Doctors at Brigham and Women's Hospital convinced the Ordways to try a controversial new treatment called induced hypothermia. Mia was placed on a cooling blanket that lowered her body temperature to 92.3 degrees for three days. The treatment is similar to a bear in hibernation.

Dr. Robert Insoft, medical director for the neonatal intensive care unit at Brigham and Women's, knew that this type of therapy would give Mia the best chance of a very good outcome. But Brigham and Women's Hospital did not have a cooling blanket and she was sent to Children's Hospital -- the only New England hospital with the cooling technology.

Since the Ordways first shared their story in July, several more hospitals now offer the cooling therapy. Ordway believes that is a result of the tremendous exposure of Mia's story.

"There are other hospitals now that are putting these cooling units in there, and they're telling the people at Cincinnati Sub Zero the reason they're doing it is because they heard of our case," he said.

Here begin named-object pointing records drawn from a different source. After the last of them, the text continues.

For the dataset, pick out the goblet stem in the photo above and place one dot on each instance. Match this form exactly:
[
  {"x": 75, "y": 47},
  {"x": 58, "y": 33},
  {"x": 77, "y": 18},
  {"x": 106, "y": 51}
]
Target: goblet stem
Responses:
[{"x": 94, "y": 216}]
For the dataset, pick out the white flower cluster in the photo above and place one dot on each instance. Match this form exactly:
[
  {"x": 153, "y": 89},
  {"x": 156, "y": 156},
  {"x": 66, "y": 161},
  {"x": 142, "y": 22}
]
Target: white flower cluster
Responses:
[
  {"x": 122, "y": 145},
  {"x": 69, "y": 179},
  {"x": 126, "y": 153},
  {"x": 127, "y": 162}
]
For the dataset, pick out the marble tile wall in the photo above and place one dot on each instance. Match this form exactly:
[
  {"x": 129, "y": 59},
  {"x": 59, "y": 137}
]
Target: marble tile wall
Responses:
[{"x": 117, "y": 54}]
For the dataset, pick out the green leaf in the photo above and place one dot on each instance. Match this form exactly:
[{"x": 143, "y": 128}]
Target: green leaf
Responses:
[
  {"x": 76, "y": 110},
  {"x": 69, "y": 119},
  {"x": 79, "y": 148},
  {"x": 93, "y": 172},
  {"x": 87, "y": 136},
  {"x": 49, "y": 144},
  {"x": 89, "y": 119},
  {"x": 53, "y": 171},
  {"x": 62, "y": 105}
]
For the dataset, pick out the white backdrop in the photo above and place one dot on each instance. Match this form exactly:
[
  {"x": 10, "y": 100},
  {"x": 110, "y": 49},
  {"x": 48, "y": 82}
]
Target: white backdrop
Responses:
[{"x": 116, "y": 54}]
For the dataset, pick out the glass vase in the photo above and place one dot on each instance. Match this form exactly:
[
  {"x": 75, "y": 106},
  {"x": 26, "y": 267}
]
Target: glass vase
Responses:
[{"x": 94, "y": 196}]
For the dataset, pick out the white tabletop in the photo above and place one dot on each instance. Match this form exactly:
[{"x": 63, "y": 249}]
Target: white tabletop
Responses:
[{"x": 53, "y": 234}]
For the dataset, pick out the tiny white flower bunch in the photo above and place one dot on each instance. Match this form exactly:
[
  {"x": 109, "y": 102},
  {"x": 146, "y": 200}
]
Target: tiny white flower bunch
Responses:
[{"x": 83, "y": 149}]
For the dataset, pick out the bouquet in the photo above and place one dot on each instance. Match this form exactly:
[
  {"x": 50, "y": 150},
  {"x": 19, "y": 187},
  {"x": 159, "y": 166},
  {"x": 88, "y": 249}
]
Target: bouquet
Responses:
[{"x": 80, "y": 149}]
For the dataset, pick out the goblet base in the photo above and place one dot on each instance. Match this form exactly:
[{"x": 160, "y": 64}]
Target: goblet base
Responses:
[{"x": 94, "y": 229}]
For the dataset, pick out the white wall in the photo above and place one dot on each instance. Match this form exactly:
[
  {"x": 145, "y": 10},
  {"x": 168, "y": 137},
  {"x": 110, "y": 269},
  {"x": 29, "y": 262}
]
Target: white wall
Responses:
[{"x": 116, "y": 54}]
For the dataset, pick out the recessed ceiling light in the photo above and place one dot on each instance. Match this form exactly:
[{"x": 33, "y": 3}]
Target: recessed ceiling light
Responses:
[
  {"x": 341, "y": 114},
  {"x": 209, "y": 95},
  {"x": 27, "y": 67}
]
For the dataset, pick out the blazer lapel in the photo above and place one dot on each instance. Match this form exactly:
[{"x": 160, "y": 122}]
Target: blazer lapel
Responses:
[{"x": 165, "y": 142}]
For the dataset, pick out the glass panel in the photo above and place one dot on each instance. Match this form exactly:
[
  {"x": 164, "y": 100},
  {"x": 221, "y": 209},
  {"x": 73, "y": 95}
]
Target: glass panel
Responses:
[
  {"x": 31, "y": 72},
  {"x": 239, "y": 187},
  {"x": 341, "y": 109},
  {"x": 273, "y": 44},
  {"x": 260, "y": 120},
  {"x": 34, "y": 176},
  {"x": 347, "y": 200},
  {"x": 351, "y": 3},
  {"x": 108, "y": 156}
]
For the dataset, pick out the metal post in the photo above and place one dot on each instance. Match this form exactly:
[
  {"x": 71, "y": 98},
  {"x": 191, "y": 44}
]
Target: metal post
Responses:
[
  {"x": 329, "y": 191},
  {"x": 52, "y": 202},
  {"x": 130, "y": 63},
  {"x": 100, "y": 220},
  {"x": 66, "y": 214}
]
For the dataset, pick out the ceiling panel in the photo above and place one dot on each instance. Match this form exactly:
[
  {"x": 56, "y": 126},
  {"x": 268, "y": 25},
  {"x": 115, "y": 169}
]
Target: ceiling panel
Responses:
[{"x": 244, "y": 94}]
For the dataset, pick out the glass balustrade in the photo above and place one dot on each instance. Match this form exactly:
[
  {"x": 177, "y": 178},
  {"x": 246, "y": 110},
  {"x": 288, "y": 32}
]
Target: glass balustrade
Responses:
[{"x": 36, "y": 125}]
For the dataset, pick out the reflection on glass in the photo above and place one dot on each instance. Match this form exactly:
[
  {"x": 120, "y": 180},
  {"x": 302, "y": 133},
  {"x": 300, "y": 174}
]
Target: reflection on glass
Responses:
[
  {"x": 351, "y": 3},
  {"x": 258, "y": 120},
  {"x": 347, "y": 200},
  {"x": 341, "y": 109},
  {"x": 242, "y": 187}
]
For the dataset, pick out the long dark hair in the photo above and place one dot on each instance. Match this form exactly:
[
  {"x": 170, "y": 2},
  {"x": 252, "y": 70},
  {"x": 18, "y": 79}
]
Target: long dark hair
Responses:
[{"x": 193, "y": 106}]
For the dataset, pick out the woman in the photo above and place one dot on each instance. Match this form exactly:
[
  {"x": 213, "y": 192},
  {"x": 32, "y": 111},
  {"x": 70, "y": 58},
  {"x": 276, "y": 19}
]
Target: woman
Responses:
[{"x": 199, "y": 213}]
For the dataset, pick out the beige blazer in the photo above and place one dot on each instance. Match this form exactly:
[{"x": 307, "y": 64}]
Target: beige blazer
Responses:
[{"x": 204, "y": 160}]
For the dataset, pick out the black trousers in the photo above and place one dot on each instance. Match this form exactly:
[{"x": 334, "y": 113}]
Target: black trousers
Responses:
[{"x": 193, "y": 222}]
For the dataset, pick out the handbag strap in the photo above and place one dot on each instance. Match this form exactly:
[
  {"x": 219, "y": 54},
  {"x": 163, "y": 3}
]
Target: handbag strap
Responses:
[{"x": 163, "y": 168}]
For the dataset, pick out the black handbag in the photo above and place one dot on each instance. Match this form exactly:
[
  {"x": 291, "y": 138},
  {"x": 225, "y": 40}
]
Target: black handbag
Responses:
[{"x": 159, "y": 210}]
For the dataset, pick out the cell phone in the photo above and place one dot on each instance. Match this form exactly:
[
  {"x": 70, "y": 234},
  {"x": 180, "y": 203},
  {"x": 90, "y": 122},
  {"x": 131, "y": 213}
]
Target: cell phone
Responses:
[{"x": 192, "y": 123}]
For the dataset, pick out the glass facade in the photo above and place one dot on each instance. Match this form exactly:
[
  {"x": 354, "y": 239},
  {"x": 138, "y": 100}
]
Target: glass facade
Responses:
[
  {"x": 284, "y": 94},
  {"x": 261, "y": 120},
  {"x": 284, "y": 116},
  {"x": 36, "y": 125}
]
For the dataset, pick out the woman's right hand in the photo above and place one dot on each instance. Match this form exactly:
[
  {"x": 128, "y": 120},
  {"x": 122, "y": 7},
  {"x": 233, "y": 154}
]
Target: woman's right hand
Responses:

Cincinnati Sub Zero is the company that makes the cooling unit and the blankets.

And as a thank-you to Brigham and Women's for saving Mia's life, the Ordways gave the hospital its first cooling blanket. The family also created the Miracle Mia Foundation.

At the presentation of the unit to the hospital, Ordway said he hoped the unit would give the hospital "the opportunity to save more lives in the way that you saved Mia's life."

Insoft said the Ordway's gift would allow the hospital to continue the tradition of clinical excellence for which the Brigham and Women's Hospital is known.

"This hospital, along with Children's Hospital gave us the best gift you could give anybody and that's this little girl right here," Ordway said. "This wonderful, beautiful bundle here has the looks of her mother and the lungs of her father, and it's our goal to hopefully have more happy endings for more families and more little babies like this."